Pedro de Tróia

"As canções que escrevo para mim acabam por ser quase um desabafo, como se estivesse a escrever um diário"

Pedro de Tróia

Pedro de Tróia, conhecido como frontman dos Capitães da Areia, acaba de lançar o seu segundo disco a solo, Tinha de ser assim. O novo álbum conta com a participação de Rui Reininho, que estará presente no concerto de apresentação a 11 de novembro, no Capitólio. Entre vários assuntos que surgiram na conversa com o músico, quisemos saber mais sobre o novo álbum, mas também sobre o que é feito dos míticos Capitães da Areia.

Foste vocalista dos Capitães da Areia. Quando é que percebeste que querias ‘voar’ sozinho?

Bastante tarde [risos]. Foi no momento em que percebi que queria continuar a existir artisticamente, que precisava de escrever canções, que precisava do palco, mais num sentido anímico do que qualquer outro. Na banda, cada um tinha a sua profissão e a sua vida. Eu estava muito agarrado a essa vontade de estar em cima de um palco, os outros membros da banda tinham também outros interesses, e às tantas entrámos num processo de pausa. Eu estava disposto a esperar, e continuo. A questão é que esta pausa nos Capitães da Areia tanto poderia demorar um ano como seis (que é o tempo que já dura).

O disco de estreia foi lançado em 2020 e o segundo saiu em outubro de 2021. Pode dizer-se que, no teu caso, o confinamento foi bastante produtivo?

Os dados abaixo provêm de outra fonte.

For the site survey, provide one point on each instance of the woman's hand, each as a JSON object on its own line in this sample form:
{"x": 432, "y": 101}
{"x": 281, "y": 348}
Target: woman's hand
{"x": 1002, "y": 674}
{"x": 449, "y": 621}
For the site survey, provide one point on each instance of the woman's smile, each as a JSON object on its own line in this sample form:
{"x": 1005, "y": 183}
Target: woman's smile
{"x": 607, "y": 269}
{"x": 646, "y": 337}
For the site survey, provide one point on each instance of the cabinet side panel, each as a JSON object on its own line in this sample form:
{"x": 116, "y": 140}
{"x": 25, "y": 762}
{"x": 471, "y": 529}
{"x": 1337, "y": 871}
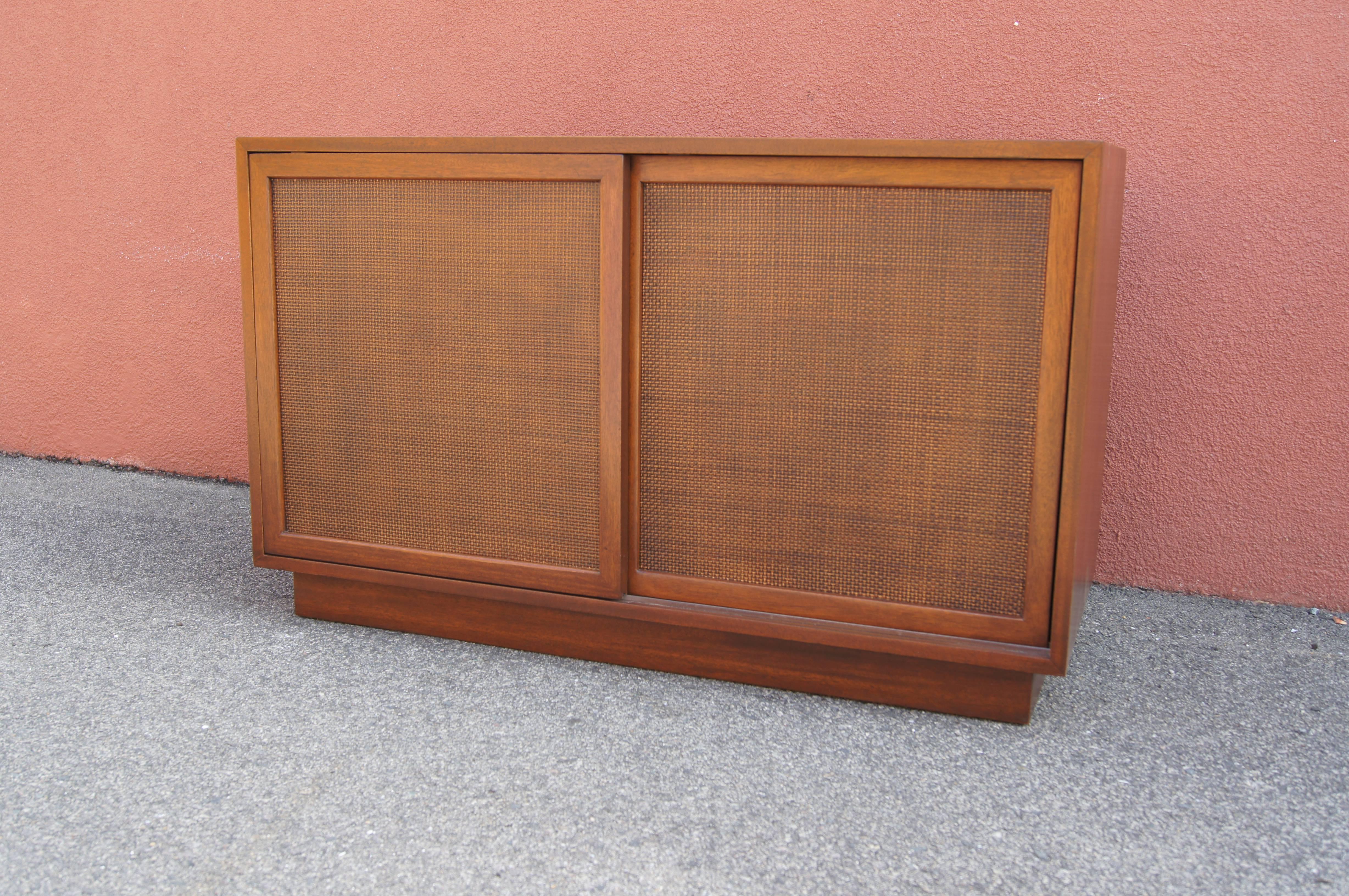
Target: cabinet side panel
{"x": 250, "y": 346}
{"x": 1104, "y": 287}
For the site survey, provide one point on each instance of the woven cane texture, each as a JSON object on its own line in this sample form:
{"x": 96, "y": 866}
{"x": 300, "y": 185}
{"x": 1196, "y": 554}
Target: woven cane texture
{"x": 838, "y": 388}
{"x": 439, "y": 353}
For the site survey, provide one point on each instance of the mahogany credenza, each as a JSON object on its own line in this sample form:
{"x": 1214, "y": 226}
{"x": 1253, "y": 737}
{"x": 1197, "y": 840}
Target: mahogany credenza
{"x": 813, "y": 415}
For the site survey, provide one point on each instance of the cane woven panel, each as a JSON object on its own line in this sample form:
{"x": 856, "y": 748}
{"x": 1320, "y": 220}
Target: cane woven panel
{"x": 439, "y": 358}
{"x": 840, "y": 388}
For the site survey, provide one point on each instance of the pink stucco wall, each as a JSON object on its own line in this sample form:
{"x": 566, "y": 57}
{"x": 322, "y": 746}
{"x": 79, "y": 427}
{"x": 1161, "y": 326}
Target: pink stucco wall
{"x": 1228, "y": 462}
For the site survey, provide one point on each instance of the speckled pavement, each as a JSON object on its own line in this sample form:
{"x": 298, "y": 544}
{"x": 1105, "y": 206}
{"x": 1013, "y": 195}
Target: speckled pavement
{"x": 169, "y": 727}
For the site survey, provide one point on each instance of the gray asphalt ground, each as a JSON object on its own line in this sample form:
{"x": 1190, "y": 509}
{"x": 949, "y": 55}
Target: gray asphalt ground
{"x": 169, "y": 727}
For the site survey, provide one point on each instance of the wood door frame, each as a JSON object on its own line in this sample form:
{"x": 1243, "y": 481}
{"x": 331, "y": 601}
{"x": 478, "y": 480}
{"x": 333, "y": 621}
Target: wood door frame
{"x": 1089, "y": 376}
{"x": 266, "y": 446}
{"x": 1064, "y": 181}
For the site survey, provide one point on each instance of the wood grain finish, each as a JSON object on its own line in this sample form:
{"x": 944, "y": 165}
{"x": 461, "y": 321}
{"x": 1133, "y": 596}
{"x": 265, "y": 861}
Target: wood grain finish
{"x": 795, "y": 666}
{"x": 699, "y": 409}
{"x": 431, "y": 559}
{"x": 987, "y": 666}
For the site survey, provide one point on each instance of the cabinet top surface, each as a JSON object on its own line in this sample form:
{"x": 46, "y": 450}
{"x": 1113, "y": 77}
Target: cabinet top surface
{"x": 684, "y": 146}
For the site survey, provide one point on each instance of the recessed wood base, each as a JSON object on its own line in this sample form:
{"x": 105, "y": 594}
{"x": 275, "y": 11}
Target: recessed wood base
{"x": 650, "y": 643}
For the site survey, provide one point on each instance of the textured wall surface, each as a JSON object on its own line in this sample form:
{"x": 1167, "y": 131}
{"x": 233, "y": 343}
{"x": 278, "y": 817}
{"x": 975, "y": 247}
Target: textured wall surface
{"x": 1228, "y": 455}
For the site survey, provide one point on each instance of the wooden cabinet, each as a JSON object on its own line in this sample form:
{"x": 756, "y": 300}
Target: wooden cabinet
{"x": 817, "y": 415}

Faço sempre por ser produtivo. Não tenho problema em dizer que me fui muito abaixo nas primeiras semanas, mas depois pensei “pior não pode ficar”. Então, achei por bem arregaçar as mangas e reagir. O primeiro disco acaba por ser essa reação.

As tuas canções parecem revelar imenso sobre ti. São uma espécie de catarse?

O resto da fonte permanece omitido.